The president of the German bishops' conference, Bishop Georg Bätzing of Limburg, has repeatedly rejected all concerns, instead expressing disappointment in Pope Francis in May 2022.  

In an interview published earlier this month, Pope Francis reiterated that he told the leader of Germany’s Catholic bishops that the country already had “a very good Evangelical Church” and “we don’t need two.”

“The problem arises when the synodal way comes from the intellectual, theological elites, and is much influenced by external pressures,” the pope said.

Bätzing, who serves as president of the Synodal Way, is also a signatory to the “Frankfurt Declaration”. This petition demands German bishops should declare their commitment to implementing resolutions passed by the process, CNA Deutsch reported

On Sunday, Kasper decried this push for “commitment”, saying it was "a trick and, moreover, a lazy trick."

"Just imagine a civil servant who allows himself to be appointed, then renounces the exercise of his legal obligations," the cardinal said. "He would be sure to face proceedings under civil service law. Ultimately, such a self-commitment would be tantamount to a collective resignation of the bishops. Constitutionally, the whole thing could only be called a coup, i.e., an attempted coup d'état."

The Church can never be governed synodally, Kasper stressed: "Synods cannot be made institutionally permanent." Instead, he said, a synod constituted "an extraordinary interruption" to ordinary proceedings.

The Synodal Way, also referred to as Synodal Path, describes itself as a process bringing together Germany’s bishops and selected laypeople to debate and pass resolutions about the way power is exercised in the Church, sexual morality, the priesthood, and the role of women.

Participants have voted in favor of draft documents calling for the priestly ordination of women, same-sex blessings, and changes to Church teaching on homosexual acts.

Cardinal Kasper has repeatedly expressed concern about the process.

On Sunday, Kasper used the close-sounding German words Neuerung (“renewal”) and Erneuerung (“innovation”) to say one could “not reinvent the Church,” but rather one should contribute to renewing it in the Holy Spirit: "renewal is not innovation. It does not mean just trying something new and inventing a new Church."

Instead, Kasper continued, true reform was about "letting the Spirit of God make us new and give us a new heart." 
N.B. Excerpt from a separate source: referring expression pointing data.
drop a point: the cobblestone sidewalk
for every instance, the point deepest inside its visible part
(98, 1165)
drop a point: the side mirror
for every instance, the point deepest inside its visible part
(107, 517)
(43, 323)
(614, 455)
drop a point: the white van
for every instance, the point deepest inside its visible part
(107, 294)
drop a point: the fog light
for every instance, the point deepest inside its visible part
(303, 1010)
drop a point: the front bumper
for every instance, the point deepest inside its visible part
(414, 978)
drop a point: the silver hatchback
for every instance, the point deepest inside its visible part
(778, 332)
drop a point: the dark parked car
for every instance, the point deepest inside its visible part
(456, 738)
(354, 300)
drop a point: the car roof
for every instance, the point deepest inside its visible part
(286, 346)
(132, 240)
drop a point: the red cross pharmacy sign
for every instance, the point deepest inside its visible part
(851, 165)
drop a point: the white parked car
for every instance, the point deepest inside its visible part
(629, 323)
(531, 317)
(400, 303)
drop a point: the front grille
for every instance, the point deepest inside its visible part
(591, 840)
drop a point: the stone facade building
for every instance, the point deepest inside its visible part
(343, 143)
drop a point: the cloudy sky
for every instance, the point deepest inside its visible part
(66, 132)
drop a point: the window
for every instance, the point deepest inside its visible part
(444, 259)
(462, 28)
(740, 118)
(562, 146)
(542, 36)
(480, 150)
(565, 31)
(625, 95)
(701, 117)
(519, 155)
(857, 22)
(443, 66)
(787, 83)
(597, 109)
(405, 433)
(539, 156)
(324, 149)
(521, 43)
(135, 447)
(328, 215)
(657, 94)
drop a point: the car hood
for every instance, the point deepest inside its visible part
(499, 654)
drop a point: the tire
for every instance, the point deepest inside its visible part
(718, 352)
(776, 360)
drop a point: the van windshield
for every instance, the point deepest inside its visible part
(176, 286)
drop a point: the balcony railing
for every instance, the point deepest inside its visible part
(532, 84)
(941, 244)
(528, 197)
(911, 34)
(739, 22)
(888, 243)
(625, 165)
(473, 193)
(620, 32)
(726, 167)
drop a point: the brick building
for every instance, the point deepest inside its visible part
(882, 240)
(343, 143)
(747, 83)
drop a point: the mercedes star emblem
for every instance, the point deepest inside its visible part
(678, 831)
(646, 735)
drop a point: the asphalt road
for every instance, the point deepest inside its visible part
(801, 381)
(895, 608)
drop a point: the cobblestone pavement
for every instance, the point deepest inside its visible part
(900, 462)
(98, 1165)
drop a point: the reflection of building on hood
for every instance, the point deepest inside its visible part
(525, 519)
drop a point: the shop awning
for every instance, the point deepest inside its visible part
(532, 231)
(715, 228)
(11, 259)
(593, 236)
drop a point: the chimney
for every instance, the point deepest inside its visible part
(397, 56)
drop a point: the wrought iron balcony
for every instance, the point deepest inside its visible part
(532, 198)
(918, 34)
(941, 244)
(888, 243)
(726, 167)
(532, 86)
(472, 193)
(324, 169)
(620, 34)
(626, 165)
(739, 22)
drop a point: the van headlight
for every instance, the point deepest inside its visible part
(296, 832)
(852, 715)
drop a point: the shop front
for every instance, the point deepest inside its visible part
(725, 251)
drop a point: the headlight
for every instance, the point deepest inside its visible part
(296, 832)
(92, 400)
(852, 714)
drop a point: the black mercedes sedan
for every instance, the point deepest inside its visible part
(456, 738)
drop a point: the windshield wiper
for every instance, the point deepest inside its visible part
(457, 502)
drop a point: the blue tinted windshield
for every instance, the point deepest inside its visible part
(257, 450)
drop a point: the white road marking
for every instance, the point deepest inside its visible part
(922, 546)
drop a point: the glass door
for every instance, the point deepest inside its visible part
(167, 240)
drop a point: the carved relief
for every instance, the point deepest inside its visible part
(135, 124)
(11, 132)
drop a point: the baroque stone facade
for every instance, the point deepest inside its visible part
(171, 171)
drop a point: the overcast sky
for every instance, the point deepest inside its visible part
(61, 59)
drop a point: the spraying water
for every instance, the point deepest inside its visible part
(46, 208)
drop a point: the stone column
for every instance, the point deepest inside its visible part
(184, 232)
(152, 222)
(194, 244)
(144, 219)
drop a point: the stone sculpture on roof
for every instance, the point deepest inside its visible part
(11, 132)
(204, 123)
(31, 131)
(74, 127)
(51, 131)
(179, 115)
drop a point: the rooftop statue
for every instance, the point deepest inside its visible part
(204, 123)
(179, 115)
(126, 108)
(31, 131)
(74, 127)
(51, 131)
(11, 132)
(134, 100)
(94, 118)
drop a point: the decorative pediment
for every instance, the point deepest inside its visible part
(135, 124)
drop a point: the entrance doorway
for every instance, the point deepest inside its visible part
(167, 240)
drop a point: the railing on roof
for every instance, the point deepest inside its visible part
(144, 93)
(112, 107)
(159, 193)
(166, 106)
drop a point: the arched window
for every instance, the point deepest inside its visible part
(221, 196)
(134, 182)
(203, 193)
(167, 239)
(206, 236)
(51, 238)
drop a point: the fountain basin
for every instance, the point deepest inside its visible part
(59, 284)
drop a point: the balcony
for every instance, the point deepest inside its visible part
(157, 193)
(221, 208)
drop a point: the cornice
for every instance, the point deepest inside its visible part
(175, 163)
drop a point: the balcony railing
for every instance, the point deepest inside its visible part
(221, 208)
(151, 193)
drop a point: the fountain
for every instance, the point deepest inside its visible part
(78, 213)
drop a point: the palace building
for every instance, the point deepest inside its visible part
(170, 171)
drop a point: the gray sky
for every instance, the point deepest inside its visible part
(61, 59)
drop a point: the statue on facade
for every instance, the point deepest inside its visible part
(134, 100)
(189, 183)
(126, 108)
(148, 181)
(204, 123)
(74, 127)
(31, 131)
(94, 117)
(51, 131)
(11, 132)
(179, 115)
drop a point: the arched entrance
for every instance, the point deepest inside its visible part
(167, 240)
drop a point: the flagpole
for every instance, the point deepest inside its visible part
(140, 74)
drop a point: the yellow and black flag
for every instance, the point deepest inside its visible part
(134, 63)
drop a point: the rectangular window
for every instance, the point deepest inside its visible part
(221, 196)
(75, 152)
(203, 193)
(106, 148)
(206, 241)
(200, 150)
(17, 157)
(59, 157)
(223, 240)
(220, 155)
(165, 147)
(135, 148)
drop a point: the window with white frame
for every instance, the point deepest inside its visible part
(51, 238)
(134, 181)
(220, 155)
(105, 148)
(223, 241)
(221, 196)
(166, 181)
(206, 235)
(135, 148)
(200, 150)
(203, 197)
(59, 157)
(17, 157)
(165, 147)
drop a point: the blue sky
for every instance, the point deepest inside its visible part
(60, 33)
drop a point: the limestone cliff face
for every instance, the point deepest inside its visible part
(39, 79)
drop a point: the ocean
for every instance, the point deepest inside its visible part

Analogously, he said, the term "reform" applies to bringing the church back "into shape," "namely, into the shape that Jesus Christ wanted and that he gave to the Church. Jesus Christ is the foundation, no one can lay another (1 Cor 3:10 f); he is at the same time the capstone that holds everything together (Eph 2:20). He is the standard, the Alpha and Omega of every renewal."